Three other features of the cliff rock formations fascinate me (besides the Pleistocene cliff-top dunes which have been discussed elsewhere). They are all secondary to the deposition by this huge river in the Triassic. I’ve added a few photographs taken to illustrate some of these features.
First is their cementation. The basic cement is also composed of quartz which binds the grains together producing a differentially hardened rock. Iron bearing solutions have also permeated the rock and once precipitated form regular banded patterns often cutting across the primary bedding of river deposits. These patterns are called Liesegang bands and create some amazingly picturesque forms which are very hard to explain. Because the iron bands are bonded more than the quartz cement, they sometimes stand out as “case-hardened” features—miniature ridges surrounding hollows or overhangs.

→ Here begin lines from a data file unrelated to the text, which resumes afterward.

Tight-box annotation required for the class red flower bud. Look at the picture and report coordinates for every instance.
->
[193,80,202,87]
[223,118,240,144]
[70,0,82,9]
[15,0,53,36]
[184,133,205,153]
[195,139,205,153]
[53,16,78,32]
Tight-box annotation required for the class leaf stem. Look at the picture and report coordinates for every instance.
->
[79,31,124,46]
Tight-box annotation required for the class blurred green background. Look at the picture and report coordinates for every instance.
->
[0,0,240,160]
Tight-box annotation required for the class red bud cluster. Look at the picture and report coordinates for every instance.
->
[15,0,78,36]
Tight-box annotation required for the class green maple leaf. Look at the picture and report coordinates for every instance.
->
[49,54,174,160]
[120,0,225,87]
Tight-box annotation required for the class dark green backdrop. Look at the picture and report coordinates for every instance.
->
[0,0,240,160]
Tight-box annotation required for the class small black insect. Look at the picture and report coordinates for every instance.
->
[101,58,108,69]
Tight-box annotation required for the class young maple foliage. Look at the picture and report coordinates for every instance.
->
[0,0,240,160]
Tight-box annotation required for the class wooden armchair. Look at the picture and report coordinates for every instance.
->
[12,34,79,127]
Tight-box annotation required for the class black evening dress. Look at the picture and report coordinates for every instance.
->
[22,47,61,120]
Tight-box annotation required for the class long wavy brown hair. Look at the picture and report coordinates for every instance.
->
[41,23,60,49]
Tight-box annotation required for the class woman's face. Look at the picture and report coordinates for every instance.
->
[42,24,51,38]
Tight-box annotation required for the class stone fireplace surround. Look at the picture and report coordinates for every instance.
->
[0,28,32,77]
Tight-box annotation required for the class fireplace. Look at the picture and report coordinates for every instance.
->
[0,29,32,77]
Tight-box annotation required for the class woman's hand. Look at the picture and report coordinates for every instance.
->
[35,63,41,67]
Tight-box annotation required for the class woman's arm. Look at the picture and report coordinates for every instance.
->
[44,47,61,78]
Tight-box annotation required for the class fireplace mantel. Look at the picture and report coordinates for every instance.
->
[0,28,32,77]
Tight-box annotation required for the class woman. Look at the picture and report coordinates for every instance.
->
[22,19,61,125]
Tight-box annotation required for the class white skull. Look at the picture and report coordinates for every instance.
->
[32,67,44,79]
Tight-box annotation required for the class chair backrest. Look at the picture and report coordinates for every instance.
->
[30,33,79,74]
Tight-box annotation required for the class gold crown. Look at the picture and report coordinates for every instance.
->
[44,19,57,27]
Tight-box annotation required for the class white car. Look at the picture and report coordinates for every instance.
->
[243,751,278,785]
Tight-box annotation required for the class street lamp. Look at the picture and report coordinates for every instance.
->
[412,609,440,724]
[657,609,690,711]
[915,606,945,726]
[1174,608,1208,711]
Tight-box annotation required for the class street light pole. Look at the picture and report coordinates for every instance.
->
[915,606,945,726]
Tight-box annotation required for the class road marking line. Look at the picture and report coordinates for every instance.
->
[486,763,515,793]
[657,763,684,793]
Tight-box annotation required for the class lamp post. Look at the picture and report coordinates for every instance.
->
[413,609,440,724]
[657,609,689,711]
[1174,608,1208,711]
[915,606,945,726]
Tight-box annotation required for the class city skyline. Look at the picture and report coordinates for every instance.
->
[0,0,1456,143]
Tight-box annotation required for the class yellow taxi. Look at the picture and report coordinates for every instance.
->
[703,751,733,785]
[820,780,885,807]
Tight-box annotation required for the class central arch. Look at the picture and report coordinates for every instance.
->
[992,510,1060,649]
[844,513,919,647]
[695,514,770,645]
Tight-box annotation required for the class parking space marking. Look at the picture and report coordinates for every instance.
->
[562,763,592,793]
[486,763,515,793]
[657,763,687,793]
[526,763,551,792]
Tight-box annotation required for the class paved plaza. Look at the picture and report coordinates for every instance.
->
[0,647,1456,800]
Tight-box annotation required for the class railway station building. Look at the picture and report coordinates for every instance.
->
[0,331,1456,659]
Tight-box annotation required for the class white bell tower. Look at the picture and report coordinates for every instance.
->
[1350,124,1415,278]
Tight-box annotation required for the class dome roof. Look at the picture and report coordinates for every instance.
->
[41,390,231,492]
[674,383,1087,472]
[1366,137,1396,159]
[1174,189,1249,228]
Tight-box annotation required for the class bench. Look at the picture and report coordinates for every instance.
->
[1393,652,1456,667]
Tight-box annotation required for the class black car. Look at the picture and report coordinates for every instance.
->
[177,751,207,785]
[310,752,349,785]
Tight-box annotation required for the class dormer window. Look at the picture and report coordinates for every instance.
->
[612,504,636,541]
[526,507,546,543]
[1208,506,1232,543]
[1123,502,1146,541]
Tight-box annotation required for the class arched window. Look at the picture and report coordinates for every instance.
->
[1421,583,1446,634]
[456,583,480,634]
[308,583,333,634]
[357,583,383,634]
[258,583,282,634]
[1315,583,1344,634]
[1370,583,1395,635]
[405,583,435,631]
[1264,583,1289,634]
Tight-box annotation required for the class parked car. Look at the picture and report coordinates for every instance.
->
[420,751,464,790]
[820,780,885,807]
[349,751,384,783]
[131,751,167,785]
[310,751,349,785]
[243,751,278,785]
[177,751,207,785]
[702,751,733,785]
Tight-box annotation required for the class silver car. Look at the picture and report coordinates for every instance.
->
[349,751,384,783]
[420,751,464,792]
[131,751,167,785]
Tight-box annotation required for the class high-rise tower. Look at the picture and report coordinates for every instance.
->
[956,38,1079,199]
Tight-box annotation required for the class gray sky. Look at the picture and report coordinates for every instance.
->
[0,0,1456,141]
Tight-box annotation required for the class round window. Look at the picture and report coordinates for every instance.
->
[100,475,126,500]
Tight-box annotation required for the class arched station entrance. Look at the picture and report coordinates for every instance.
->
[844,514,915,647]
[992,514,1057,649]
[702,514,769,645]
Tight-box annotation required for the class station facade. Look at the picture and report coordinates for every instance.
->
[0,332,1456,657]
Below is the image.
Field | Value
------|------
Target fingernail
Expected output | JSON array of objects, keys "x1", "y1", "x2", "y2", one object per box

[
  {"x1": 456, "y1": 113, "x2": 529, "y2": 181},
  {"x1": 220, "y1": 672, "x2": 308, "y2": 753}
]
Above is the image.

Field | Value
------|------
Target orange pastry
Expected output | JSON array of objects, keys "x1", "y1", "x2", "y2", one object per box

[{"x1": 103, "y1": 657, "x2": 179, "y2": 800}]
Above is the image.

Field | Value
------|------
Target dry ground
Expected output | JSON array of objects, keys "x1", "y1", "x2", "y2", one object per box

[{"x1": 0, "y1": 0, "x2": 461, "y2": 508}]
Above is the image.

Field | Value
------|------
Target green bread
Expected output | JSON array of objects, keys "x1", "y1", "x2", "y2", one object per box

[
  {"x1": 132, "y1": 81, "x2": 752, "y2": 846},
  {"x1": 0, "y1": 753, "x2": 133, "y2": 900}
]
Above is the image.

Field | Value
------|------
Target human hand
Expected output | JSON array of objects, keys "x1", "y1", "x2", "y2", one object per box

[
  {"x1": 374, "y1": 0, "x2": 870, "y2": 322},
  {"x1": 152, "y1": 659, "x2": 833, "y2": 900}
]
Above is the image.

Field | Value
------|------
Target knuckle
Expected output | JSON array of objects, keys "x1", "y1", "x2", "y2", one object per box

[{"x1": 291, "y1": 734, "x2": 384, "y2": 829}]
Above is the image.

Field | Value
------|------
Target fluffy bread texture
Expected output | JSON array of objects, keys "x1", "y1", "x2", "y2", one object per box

The second feature is the joints or cracks in the sandstone, especially in the massive units where cross bedding formed by migrating sand waves is absent. These joints are usually vertical and divide the sandstone into blocks up to container size. Where they appear at the base of a cliff as rock fall, they are a reminder of how the cliff face can dramatically retreat; a house located on the edge is always at risk if sited within or marginal to such a joint-defined block. I once upset some people when quoted correctly in the press as saying this was a nightmare for me and future cliff edge development needs to be constrained. Recent drone images near the Diamond Bay sewer outfall show undercutting of softer mudstone and sandstone units below the massive sandstone on the cliff top on which houses are located.
Finally there are the dykes. In the Tertiary, igneous (basalt) intrusions penetrated the jointed sandstone along the Sydney coastline. They were first mapped by Rev. J. Milne Curran in his 1898 book Geology of Sydney., and discussed in that wonderful book by Griffith Taylor Sydneyside Scenery (1958, see Fig. 14). Heat from the intrusions helped hardened rocks into columnar structures at North Bondi, near the golf course, a site of numerous geology excursions (see Figure 73 in Curran). But the igneous rocks weather to form what Curran called fissures (Fig.13). These narrow, vertical sided slots in the sandstone are one of the most interesting features of the Dover Heights cliffs best seen from the sea. They are referred to by different names in the literature besides fissure: gryke (grike), slot, slit, cleft, although gryke which I like is mostly used for solution weathering in limestone.
No doubt there are others like me who are captivated by cliffs such as those at Dover Heights and elsewhere. They offer a history hard to reconstruct, sights that are ever changing, drama both sad and thrilling, and danger. I feel privileged to have them in my backyard and continue to look forward to enjoying them.